River Elf: One Mile of Shoreline Conserved
RRCT and Maine Farmland Trust (MFT) are pleased to announce the establishment of a 150-acre conservation easement including the conservation of one mile of Royal River shoreline, on a farm on Cobbs Bridge Road in New Gloucester. The farm known as Willow Farm will remain in private ownership, with a conservation easement held by RRCT. Both RRCT and MFT provided funds for the project, with support from many donors and funders. This becomes RRCT's tenth working farm or "Forever Farm" conservation easement.
The easement includes exceptional terms to keep the farm in agricultural use and to protect high-value ecological areas, rare shoreline species, and mature forests. Easement terms allow future public access on the planned River Elf Trail to the Royal River.

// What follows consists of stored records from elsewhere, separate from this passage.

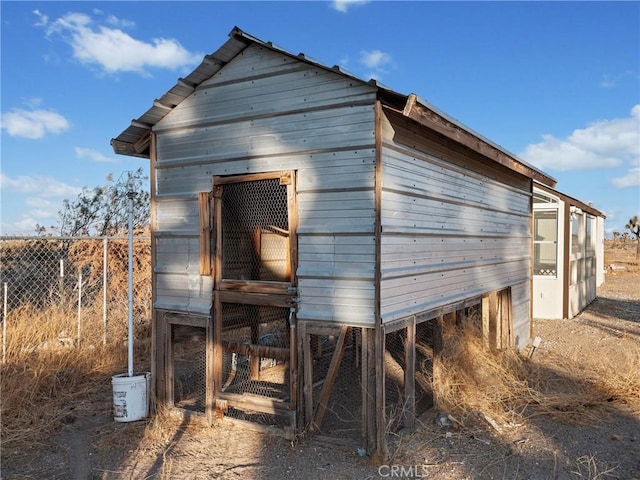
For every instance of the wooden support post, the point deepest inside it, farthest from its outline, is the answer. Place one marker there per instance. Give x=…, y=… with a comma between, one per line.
x=209, y=372
x=490, y=320
x=254, y=360
x=294, y=372
x=307, y=359
x=382, y=453
x=332, y=373
x=410, y=374
x=506, y=321
x=438, y=346
x=493, y=320
x=368, y=389
x=485, y=322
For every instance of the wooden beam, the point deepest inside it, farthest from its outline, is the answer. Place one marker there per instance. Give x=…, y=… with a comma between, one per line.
x=257, y=351
x=259, y=299
x=382, y=452
x=438, y=122
x=204, y=220
x=332, y=373
x=256, y=286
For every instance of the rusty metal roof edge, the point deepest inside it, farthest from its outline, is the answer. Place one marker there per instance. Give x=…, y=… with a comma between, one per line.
x=238, y=41
x=461, y=125
x=572, y=200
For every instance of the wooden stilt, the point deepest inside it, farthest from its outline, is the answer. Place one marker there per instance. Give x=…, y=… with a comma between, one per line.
x=329, y=382
x=410, y=374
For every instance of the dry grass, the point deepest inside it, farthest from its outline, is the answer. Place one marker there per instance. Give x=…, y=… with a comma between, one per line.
x=508, y=387
x=47, y=374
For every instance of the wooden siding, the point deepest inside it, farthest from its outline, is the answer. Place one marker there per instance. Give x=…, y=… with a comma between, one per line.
x=453, y=227
x=264, y=112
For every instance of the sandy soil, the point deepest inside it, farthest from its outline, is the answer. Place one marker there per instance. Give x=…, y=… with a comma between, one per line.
x=92, y=446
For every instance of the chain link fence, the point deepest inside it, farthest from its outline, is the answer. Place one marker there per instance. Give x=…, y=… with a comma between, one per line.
x=75, y=289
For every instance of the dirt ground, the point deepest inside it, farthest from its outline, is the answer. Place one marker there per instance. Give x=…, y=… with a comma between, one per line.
x=92, y=446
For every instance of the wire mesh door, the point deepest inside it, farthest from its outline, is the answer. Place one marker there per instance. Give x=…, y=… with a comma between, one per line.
x=254, y=351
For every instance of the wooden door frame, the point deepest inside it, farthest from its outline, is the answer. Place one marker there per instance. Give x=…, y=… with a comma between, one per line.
x=265, y=293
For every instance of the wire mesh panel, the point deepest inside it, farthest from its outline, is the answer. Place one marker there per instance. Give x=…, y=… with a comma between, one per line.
x=82, y=282
x=188, y=355
x=255, y=341
x=255, y=231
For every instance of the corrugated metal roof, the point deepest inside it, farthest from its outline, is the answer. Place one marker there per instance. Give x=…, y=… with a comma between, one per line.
x=134, y=140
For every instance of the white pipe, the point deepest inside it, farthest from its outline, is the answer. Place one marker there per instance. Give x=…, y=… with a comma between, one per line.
x=4, y=326
x=130, y=195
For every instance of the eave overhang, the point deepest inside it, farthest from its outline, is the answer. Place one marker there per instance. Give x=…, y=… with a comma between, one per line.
x=430, y=117
x=135, y=139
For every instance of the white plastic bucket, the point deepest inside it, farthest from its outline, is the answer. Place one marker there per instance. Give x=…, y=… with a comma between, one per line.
x=130, y=397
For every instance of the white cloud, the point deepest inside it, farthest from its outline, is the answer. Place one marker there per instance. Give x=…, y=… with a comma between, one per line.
x=42, y=208
x=93, y=155
x=630, y=179
x=42, y=19
x=603, y=144
x=375, y=59
x=113, y=50
x=344, y=5
x=33, y=124
x=43, y=186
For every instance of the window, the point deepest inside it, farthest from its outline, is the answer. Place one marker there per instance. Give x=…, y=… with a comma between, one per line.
x=545, y=243
x=575, y=233
x=589, y=240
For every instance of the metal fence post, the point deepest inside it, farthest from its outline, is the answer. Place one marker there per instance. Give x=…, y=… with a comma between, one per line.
x=79, y=302
x=104, y=291
x=4, y=326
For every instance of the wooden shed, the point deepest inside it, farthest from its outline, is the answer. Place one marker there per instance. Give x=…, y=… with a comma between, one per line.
x=568, y=260
x=311, y=233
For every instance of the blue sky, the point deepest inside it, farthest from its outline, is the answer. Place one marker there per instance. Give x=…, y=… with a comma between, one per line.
x=556, y=83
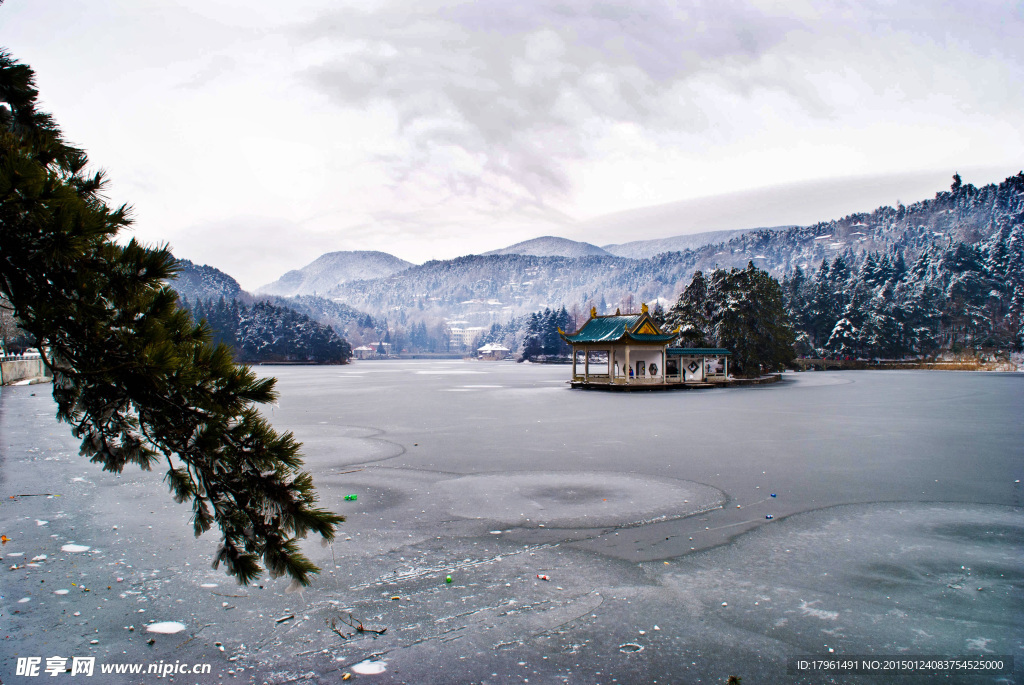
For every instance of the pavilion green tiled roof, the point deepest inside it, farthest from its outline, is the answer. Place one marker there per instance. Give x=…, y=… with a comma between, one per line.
x=697, y=351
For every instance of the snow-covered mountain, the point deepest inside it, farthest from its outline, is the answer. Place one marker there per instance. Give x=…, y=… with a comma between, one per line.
x=483, y=289
x=645, y=249
x=334, y=268
x=199, y=282
x=551, y=246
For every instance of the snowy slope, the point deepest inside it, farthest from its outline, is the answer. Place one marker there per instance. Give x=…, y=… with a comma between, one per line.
x=334, y=268
x=199, y=282
x=644, y=249
x=550, y=246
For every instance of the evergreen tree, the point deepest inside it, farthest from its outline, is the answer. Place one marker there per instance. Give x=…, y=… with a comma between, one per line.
x=137, y=381
x=741, y=310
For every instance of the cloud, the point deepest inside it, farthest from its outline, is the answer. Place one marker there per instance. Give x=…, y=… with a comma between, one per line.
x=497, y=102
x=497, y=96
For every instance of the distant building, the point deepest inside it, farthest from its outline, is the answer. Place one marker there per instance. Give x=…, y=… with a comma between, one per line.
x=631, y=351
x=373, y=350
x=465, y=337
x=493, y=351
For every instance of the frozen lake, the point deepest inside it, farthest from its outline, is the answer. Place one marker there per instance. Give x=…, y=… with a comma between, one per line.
x=896, y=529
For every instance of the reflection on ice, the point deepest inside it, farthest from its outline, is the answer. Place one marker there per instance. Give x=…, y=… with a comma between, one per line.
x=577, y=499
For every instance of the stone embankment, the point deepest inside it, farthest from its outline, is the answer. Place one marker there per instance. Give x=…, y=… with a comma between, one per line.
x=20, y=368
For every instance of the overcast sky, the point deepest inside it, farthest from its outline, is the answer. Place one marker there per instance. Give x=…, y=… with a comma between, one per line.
x=256, y=135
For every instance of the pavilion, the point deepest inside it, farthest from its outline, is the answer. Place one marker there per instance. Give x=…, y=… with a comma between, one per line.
x=631, y=351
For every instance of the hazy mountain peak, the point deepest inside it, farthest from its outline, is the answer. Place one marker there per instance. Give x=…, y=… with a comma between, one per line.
x=550, y=246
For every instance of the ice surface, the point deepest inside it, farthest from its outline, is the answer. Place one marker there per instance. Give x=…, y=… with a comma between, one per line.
x=165, y=627
x=896, y=501
x=370, y=668
x=572, y=499
x=75, y=548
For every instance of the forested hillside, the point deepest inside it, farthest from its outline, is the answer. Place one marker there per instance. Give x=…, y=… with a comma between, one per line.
x=950, y=298
x=267, y=333
x=498, y=287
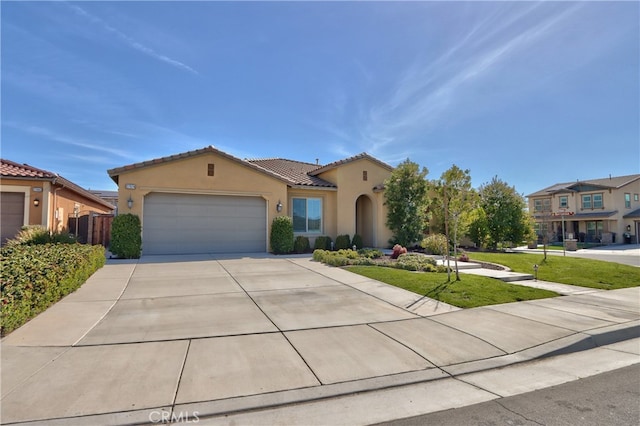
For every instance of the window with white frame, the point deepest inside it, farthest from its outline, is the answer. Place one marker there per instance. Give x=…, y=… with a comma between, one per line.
x=598, y=203
x=307, y=215
x=564, y=202
x=542, y=205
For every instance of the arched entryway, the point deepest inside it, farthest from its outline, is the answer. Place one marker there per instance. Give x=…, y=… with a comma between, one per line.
x=364, y=220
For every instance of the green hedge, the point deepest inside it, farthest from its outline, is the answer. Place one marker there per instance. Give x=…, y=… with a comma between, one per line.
x=343, y=242
x=36, y=276
x=407, y=261
x=282, y=235
x=357, y=241
x=322, y=243
x=126, y=236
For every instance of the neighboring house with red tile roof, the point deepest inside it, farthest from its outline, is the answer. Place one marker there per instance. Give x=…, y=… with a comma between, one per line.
x=594, y=210
x=207, y=201
x=33, y=196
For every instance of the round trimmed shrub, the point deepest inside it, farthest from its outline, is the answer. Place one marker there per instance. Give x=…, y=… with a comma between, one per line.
x=301, y=244
x=343, y=242
x=126, y=236
x=282, y=235
x=357, y=241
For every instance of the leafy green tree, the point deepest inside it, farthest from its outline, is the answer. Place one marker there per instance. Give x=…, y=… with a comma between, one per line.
x=478, y=229
x=506, y=218
x=405, y=198
x=457, y=198
x=126, y=236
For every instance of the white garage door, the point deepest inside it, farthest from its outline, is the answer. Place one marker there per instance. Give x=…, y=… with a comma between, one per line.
x=12, y=208
x=186, y=223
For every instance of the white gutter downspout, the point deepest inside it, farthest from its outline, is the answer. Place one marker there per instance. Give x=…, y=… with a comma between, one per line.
x=56, y=219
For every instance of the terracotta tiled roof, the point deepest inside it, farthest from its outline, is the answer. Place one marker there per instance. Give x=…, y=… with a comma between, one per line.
x=289, y=171
x=10, y=169
x=614, y=182
x=360, y=156
x=633, y=215
x=297, y=172
x=115, y=173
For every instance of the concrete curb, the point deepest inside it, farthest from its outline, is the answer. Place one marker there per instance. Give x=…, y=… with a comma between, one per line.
x=578, y=342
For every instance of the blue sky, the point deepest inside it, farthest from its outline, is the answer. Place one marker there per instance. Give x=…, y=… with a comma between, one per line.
x=535, y=93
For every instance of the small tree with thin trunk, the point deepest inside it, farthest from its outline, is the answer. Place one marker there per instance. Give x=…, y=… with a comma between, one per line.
x=457, y=199
x=405, y=196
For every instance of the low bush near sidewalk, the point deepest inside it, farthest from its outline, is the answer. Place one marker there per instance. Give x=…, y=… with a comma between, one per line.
x=368, y=257
x=36, y=276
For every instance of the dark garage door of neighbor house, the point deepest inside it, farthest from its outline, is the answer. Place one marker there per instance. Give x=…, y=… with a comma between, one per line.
x=188, y=224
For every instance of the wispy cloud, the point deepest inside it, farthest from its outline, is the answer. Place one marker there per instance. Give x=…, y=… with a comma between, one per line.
x=69, y=140
x=426, y=93
x=134, y=44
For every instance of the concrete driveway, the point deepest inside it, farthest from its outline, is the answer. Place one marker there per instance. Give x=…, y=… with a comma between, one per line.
x=142, y=338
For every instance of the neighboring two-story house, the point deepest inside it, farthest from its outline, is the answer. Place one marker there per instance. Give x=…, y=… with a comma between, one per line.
x=597, y=210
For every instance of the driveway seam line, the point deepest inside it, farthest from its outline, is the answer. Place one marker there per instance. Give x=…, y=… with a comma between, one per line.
x=110, y=308
x=184, y=363
x=274, y=324
x=402, y=344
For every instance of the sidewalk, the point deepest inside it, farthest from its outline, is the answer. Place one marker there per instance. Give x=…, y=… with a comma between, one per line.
x=312, y=345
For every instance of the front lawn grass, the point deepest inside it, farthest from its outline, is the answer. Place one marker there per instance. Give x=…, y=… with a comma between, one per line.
x=472, y=291
x=567, y=270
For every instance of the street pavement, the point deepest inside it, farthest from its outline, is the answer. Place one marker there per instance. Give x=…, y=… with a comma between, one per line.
x=609, y=398
x=626, y=254
x=284, y=340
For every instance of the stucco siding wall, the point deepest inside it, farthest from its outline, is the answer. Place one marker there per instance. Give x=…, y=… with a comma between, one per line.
x=190, y=176
x=351, y=185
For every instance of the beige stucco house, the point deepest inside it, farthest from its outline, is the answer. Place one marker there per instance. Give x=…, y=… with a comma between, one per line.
x=33, y=196
x=207, y=201
x=597, y=210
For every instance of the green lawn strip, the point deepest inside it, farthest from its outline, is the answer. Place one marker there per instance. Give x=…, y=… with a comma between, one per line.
x=472, y=291
x=567, y=270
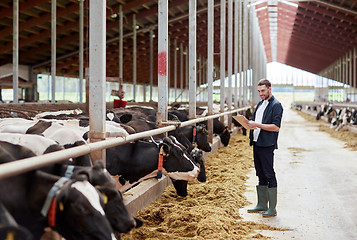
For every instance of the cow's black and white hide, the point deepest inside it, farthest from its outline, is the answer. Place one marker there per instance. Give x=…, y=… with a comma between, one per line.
x=9, y=229
x=137, y=161
x=76, y=211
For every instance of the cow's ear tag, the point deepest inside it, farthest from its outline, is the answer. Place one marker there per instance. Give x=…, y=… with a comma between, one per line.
x=61, y=206
x=105, y=198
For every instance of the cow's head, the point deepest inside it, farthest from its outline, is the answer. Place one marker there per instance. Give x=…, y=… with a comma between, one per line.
x=79, y=212
x=178, y=164
x=116, y=211
x=198, y=159
x=98, y=175
x=225, y=136
x=202, y=138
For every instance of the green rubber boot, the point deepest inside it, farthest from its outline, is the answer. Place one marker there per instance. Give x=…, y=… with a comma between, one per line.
x=272, y=193
x=262, y=206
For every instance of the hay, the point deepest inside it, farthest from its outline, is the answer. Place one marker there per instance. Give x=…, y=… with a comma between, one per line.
x=211, y=209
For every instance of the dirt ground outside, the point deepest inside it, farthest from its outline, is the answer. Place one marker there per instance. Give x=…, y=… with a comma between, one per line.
x=211, y=209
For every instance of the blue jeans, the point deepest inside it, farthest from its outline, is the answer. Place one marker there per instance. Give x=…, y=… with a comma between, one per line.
x=264, y=165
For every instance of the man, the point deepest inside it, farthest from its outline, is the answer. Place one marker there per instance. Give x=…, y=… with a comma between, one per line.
x=266, y=122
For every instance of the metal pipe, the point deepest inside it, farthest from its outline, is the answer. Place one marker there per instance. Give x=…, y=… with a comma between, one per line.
x=162, y=59
x=151, y=61
x=53, y=49
x=15, y=51
x=81, y=46
x=97, y=73
x=22, y=166
x=192, y=59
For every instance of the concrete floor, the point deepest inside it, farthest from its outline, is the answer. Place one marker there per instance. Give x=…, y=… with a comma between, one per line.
x=317, y=185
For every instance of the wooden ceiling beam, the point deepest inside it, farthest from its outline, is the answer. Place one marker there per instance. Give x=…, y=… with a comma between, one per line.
x=7, y=12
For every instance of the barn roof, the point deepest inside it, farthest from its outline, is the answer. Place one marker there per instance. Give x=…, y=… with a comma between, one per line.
x=309, y=35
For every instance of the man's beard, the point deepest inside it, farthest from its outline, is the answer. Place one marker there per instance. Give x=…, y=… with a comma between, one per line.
x=267, y=96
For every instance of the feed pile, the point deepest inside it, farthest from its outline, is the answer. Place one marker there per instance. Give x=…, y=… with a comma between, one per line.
x=211, y=209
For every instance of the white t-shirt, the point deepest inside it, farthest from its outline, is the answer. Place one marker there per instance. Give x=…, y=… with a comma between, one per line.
x=259, y=118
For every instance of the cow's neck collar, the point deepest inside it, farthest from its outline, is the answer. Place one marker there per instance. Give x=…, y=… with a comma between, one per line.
x=160, y=162
x=50, y=205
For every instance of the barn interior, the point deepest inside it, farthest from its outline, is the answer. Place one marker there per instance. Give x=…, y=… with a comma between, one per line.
x=316, y=36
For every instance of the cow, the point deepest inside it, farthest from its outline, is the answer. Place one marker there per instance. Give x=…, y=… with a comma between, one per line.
x=73, y=208
x=136, y=161
x=9, y=229
x=41, y=145
x=218, y=127
x=98, y=176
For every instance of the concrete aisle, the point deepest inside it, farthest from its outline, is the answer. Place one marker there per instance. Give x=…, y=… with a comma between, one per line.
x=317, y=185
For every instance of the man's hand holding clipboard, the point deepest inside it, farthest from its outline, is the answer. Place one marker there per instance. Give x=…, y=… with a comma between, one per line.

With 75 acres of Maine’s best agricultural soils and 33 acres of open fields, the conservation easement includes an Option to Purchase at Agricultural Value which is designed to keep the rich, productive farmland accessible to working farmers in the future. If the property were under contract to be sold to a nonfarmer buyer outside the seller’s family, MFT – in consultation with RRCT – holds the right to purchase the farm and resell it at agricultural value to a farmer.
The River Elf Trail will allow public hiking and bank fishing access to a point on the Royal River. This stretch of river currently has public access only at road bridges. No public access to the parcel is allowed until the trail and off-road parking are built, with construction beginning in 2024 with likely completion in 2025. Public access will be on-trail only, respecting the working farm. The conservation easement and planned River Elf Trail fall within RRCT's four-town "hotspot" where Auburn, Durham, New Gloucester, and Pownal meet and represent another major conserved property in a critical upriver region. As the development of the watershed continues, and as sea-run fisheries may be restored by the removal of Yarmouth's dams, RRCT is accelerating its efforts to conserve and connect resilient lands, protect ecological integrity, mitigate the effects of climate change, and provide accessible respite for the region's growing population.
We are truly indebted to the generous vision of the landowners, and the Maine Farmland Trust -- both worked with us over several years. Just northwest of this conservation easement is a 239-acre private farm on Morgan Hill conserved by Maine Farmland Trust in 2023, and RRCT's new 67-acre Little Meadow Preserve also conserved in 2023.